Interestingly, oral thrush is not caused by poor oral hygiene. Thrush is caused when the naturally occurring fungi in the body get out of balance, which is why the very old, very young, and people with weak immune systems are at higher risk. Good oral hygiene, however, is an essential part of treating oral thrush. Healthy adults and children can recover fairly easily from the infection, especially if they follow a complete oral care routine of twice-daily tooth brushing and daily proper flossing.

 

If you have thrush, here are a few things to keep in mind:

  • Change your toothbrush more often. Replace your toothbrush more frequently than the standard recommendation of every three months.
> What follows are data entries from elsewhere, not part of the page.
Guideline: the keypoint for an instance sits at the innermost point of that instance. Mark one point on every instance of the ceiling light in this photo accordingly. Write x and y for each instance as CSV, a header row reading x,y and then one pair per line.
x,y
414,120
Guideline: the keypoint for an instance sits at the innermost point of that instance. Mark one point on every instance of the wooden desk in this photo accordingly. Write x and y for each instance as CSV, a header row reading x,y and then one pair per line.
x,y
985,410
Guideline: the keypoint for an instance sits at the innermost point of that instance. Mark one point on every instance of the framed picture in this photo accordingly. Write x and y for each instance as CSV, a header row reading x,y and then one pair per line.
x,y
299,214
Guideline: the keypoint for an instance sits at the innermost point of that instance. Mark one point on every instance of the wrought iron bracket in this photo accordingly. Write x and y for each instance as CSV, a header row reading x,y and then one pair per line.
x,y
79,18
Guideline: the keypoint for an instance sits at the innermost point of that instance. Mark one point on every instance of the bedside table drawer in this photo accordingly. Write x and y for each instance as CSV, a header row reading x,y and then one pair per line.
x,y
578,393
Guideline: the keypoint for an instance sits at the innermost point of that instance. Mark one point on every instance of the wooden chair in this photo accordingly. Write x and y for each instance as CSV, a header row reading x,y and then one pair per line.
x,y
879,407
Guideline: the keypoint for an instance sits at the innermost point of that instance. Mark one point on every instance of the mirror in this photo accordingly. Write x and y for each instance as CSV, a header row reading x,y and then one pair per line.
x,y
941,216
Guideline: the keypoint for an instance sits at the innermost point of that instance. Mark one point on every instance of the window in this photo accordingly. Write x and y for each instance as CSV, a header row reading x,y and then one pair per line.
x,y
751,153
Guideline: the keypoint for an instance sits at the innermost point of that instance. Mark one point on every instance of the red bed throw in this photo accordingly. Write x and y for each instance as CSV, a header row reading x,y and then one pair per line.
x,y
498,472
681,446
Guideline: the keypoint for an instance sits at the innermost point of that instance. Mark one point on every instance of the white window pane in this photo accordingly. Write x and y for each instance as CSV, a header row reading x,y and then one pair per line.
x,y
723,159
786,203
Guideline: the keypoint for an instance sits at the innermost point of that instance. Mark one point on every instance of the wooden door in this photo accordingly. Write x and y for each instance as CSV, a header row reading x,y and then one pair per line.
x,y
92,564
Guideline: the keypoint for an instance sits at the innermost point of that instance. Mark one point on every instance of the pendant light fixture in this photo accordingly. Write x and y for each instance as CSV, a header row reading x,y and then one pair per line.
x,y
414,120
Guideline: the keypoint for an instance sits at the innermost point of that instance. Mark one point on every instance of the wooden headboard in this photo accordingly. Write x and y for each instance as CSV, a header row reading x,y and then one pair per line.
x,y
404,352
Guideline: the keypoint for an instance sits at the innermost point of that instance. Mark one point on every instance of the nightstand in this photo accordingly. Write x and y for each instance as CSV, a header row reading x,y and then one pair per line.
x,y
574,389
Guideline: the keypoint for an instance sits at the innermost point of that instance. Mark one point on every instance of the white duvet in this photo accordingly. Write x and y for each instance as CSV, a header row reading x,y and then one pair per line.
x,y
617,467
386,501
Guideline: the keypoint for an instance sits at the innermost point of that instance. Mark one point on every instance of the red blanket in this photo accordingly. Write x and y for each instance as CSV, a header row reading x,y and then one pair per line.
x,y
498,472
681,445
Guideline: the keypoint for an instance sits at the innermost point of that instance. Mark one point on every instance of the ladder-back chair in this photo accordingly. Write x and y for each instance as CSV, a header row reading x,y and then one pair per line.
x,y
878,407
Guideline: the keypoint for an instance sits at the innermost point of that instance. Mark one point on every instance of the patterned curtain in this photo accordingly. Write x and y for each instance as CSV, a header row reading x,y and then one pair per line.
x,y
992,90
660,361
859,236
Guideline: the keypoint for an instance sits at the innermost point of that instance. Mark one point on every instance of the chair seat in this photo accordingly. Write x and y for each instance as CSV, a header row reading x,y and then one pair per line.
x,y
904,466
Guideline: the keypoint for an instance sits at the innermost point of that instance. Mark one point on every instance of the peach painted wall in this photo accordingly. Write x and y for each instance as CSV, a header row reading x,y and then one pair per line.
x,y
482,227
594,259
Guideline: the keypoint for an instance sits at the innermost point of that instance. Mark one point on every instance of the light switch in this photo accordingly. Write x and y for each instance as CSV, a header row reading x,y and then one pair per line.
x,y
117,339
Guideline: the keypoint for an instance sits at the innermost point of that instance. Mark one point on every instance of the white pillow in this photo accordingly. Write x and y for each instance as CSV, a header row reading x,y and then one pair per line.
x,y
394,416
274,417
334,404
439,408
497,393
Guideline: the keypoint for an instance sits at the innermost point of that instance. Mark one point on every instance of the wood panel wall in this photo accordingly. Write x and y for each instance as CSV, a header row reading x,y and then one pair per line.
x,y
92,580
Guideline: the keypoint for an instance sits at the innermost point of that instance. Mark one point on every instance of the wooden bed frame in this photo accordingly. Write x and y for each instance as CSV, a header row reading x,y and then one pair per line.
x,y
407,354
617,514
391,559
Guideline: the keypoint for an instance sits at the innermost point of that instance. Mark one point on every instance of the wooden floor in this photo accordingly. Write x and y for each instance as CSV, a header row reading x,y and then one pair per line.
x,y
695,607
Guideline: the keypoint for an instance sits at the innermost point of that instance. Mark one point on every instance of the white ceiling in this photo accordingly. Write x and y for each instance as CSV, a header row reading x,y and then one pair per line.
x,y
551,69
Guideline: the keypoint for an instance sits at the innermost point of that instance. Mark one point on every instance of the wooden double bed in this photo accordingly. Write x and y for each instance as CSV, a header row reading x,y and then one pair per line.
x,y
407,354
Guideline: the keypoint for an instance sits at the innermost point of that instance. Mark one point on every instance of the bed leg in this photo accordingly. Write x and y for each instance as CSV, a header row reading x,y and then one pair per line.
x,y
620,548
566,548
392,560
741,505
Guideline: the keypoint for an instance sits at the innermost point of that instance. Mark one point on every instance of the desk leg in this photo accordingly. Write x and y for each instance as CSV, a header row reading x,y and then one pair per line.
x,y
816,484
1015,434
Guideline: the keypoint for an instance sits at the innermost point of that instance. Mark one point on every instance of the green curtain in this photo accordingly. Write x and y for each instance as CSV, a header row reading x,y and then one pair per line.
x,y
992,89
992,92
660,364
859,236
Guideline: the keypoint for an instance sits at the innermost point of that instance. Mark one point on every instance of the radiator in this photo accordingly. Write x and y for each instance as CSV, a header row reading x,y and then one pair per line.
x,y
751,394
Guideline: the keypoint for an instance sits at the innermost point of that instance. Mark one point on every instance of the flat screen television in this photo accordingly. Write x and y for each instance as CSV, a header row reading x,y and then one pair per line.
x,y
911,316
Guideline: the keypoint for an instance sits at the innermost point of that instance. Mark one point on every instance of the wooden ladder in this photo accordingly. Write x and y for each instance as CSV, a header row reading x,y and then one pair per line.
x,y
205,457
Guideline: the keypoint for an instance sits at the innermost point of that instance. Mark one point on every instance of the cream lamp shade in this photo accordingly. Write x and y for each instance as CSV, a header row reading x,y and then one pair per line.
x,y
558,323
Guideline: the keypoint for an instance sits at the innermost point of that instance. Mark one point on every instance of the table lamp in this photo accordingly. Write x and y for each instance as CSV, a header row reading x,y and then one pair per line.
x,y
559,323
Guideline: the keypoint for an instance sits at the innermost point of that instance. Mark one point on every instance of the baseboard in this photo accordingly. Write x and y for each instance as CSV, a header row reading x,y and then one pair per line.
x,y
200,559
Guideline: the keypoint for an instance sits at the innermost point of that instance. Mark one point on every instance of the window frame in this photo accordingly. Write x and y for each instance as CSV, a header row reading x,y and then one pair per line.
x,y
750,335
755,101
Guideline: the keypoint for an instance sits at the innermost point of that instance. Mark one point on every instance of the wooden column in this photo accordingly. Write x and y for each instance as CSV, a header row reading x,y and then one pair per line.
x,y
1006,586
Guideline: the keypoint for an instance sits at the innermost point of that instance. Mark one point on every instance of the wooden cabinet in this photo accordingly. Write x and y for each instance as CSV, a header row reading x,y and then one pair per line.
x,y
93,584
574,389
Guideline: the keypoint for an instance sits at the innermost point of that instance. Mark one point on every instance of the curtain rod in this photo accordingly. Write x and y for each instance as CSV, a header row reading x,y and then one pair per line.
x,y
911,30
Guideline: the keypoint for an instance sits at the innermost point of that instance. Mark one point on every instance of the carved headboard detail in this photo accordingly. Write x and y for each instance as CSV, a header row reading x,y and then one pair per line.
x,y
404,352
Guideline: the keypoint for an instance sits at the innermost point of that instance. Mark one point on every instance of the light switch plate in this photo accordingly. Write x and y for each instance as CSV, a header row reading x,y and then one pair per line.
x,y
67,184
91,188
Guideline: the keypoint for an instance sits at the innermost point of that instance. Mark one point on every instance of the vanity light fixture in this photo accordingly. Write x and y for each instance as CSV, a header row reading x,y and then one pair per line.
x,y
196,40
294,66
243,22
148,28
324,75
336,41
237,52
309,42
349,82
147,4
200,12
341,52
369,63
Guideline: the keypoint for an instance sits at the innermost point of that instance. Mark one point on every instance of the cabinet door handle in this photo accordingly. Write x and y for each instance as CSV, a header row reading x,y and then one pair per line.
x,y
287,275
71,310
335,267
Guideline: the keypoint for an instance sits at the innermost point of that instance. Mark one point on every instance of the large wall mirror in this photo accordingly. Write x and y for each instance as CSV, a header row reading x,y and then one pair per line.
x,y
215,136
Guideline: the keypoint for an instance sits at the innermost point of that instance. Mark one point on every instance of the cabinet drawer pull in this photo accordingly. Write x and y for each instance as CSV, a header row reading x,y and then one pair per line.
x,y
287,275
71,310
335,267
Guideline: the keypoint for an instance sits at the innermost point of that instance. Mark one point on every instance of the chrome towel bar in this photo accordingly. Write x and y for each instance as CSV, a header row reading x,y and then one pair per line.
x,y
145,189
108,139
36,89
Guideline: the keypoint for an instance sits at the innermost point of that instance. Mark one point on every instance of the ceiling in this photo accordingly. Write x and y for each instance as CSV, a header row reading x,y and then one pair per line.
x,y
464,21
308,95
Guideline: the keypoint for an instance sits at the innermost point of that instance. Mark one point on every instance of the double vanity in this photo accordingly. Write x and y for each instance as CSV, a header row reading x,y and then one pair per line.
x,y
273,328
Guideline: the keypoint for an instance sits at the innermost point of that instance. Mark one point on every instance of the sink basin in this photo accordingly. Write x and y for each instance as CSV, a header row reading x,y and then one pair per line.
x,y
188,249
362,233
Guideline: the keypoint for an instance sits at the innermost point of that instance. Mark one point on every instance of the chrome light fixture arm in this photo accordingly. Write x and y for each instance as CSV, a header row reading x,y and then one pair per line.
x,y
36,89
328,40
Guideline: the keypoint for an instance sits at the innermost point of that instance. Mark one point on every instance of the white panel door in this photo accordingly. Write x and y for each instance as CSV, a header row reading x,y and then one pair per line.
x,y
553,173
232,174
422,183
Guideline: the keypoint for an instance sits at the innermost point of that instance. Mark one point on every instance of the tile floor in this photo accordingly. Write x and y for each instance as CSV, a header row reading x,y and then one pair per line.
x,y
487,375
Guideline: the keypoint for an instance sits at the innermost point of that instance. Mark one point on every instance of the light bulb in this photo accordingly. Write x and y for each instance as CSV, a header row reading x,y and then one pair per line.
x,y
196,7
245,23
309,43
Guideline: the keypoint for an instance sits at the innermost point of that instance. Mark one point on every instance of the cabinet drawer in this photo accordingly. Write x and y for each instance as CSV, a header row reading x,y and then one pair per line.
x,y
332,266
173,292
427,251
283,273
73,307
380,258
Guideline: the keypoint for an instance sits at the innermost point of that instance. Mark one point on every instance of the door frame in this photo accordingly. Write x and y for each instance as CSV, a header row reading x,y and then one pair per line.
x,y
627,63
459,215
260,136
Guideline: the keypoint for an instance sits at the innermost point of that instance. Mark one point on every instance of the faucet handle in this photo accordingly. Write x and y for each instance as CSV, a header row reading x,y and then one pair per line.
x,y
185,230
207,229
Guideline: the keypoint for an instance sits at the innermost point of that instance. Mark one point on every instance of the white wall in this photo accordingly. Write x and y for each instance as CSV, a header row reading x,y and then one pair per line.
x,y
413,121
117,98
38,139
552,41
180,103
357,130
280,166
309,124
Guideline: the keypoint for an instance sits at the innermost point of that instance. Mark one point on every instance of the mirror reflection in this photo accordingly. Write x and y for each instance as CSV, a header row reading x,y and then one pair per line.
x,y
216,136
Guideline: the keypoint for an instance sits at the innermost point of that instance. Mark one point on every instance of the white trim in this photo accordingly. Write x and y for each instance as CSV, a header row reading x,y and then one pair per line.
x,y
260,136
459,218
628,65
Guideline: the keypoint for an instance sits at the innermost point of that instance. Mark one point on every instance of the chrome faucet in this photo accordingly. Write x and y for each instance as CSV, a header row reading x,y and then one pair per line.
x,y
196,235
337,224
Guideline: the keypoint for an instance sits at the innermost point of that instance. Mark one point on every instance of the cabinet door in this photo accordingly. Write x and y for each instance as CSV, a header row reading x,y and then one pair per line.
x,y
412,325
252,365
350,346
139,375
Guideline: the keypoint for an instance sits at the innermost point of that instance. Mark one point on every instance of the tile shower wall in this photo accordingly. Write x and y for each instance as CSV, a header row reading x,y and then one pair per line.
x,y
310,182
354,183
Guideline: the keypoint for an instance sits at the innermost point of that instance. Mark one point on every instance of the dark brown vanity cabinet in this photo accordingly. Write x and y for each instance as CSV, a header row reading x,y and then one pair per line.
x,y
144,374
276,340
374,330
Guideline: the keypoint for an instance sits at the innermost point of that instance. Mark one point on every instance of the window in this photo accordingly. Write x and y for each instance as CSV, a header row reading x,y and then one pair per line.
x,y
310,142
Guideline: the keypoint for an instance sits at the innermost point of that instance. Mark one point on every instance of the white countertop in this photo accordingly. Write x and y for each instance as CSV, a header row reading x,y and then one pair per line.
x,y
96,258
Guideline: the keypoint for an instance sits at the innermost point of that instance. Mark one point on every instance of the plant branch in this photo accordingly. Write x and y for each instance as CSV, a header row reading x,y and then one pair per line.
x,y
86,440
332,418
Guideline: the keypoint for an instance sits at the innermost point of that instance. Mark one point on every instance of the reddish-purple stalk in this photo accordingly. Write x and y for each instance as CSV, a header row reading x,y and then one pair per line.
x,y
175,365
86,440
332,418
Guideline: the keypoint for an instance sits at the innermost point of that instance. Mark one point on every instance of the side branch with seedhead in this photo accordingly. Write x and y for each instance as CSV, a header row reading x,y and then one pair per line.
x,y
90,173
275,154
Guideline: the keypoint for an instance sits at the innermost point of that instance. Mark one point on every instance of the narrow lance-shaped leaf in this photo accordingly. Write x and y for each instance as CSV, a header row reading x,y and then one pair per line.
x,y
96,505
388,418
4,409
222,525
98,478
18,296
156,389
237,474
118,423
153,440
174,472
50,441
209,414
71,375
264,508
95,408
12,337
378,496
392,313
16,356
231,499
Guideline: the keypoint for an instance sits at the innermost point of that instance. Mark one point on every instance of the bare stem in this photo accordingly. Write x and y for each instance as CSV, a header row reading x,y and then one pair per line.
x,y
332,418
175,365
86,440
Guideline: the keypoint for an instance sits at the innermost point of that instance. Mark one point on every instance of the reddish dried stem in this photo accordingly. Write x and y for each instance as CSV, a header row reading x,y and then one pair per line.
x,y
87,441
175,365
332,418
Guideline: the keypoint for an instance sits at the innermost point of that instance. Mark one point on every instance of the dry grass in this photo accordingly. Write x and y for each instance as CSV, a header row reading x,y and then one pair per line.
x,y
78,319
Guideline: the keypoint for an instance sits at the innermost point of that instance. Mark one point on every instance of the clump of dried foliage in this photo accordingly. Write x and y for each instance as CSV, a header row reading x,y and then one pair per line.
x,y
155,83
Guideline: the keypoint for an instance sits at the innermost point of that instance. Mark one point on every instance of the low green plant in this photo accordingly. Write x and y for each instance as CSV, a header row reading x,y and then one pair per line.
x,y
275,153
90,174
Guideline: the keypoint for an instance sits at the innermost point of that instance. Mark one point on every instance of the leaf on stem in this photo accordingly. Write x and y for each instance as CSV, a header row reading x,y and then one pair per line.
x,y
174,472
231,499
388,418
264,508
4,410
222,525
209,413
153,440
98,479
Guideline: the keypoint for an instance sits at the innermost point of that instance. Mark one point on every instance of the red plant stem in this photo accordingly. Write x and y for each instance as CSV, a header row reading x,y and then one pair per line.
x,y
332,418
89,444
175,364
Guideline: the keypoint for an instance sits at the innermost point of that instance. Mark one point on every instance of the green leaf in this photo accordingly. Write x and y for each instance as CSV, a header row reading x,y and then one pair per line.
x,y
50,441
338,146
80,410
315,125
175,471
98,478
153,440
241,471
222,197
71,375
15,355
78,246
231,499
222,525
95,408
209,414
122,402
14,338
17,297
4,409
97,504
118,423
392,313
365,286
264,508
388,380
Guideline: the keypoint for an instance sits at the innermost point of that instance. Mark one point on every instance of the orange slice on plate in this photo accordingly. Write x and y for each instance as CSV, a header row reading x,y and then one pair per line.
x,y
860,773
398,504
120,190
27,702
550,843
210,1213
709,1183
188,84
Once the thrush infection clears, you can use your toothbrush for as long as three months or until it appears worn.
  • Choose any floss. As long as you follow proper flossing technique, any type of floss or dental tape can be used as part of your oral care routine if you have thrush. If your mouth is tender, try Oral-B’s Satin Floss, which will help remove plaque and promote a healthy mouth without irritating your gums. An electric flosser is fine, too.

 

Thrush is common in infants and toddlers because their immune systems are not fully developed. If you notice white lesions in the mouth of your infant or toddler, see your doctor or dentist, but healthy toddlers may need no real treatment other than proper oral hygiene. Also, healthy children and adults can add unsweetened yogurt with acidophilus to some meals and snacks. Acidophilus is a healthy bacteria that can help treat the thrush infection by helping to restore a healthy balance of bacteria in your body. Your doctor or dentist also may prescribe a short-term antifungal medication to help fight the infection.

 

For breastfeeding mothers, your doctor may recommend an antifungal cream to apply to your nipples to help resolve the infection in your infant. Breastfeeding mothers should be alert to signs of thrush during a healthy newborn’s first two weeks—that is when the infection is quite common. An infant with thrush may be especially fussy and resistant to feeding, and parents should be sure to check a newborn’s mouth for signs of lesions.

 

In addition, a baby with thrush can transmit the infection back to the mother. New mothers should be alert to these signs:

  • Pain in the breast or nipples during nursing.
  • Stabbing pain deep in the breast at non-nursing times.
  • Especially red or sensitive nipples.
  • Flaky skin surrounding the nipples.

 

Most doctors or dentists can diagnose thrush by looking at the lesions, but if you or your doctor or dentist suspects that an underlying medical problem may be associated with thrush, it’s important to have a physical exam and blood tests to pin down the problem.

 

Also, if you’re recovering from oral thrush, try to limit your intake of yeast breads, beer, and wine, because the yeast in these products may promote the growth of candida organisms.